And when I get excited
My little China girl says
Oh baby, just you shut your mouth
She says … shhhh
She says … shhhh
David Bowie’s China Girl did not make my life any easier growing up.
From being spit on to hit on and reduced to “China girl,” my experiences of anti-Asian racism marred my youth and adolescence, giving way to internalized oppression. Individual, institutional and systemic racism have longstanding and pervasive psychological damage.
The targeted killing earlier this year of eight people in Atlanta, six of them Asian women, was a catalyst sparking public outcry and rage, prompting Asians to speak out.
With an increase in anti-racist mobilization, emphasis on racial justice, recognition of sociopolitical factors and inclusivity and equity education alongside emphasis on Asian cultural pride, opportunity can emerge out of crisis.
As we celebrate Asian Heritage Month, the time is now to collectively centre dialogue against anti-Asian racism, with an optimistic view for a global reset. I am a psychologist and professor comfortable in her academic bubble. But as an Asian woman who endured racism growing up, and with daughters who deserve a better future, I felt compelled to to start a campaign and contribute to an Asian movement fighting racial intolerance.
Present turmoil provides opportunity
The recent rise in anti-Asian racism, subsequent protests and increased activism has sounded alarm bells for what’s reminiscent of legislated racism endured by Asian people in North America in the 19th century.
There was the internment of American and Canadian Japanese people during the Second World War. A head tax that was levied against Chinese immigrants in 1885; over the 38 years it was in place, nearly $23 million was collected from 82,000 Chinese immigrants. The Chinese Immigration Act, also known as the Chinese Exclusion Act of 1921 and other structural impediments, infringed upon human rights and normalized sinophobic rhetoric — the fear and disdain of Chinese people.
COVID-19 makes visible this century-old racism and has revived it into present day.

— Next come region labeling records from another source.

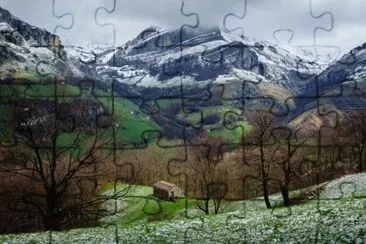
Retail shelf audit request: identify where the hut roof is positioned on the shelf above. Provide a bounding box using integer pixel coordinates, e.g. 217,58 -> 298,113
154,180 -> 177,191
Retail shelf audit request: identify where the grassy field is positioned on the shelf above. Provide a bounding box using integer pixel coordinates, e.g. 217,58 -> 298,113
0,180 -> 366,243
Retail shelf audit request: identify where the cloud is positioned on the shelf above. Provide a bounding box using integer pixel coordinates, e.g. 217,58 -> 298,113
0,0 -> 366,51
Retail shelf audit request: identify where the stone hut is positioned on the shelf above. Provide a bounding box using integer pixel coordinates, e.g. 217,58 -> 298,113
153,180 -> 183,201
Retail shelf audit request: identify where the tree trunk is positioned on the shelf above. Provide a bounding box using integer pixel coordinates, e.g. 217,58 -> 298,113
43,192 -> 61,231
263,180 -> 272,208
281,183 -> 290,207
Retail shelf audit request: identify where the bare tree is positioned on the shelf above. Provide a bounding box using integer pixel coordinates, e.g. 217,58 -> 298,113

April saw progress with Illinois passing a bill mandating Asian American history be taught in schools, the U.S. Senate overwhelmingly passed a bill that would help combat the rise of hate crimes against Asian Americans, and Canada’s federal budget announced $11 million over two years to expand the activities of the Canadian Race Relations Foundation. But much more is needed.
Anti-Asian racism is taking a heavy mental and emotional toll on Asian communities globally. Recognizing the psychological impact faced by these communities can help with progress. It allows for the development of specific mental health programs and interventions targeting the negative health effects of racism among marginalized people which can improve the lives of Asian people globally.
Psychological impact of anti-Asian hate, racism
With over 150 million confirmed cases of COVID-19, worldwide and more than three million deaths, incalculable changes have upended every facet of life.
Pandemic suffering of collective trauma is exacerbated for those experiencing race-based marginalization and discrimination. This can include heightened fear, unease, indecisiveness, anxiety, confusion, depression, deep mistrust, post-traumatic stress disorder, internalized racism, suicidality and substance abuse.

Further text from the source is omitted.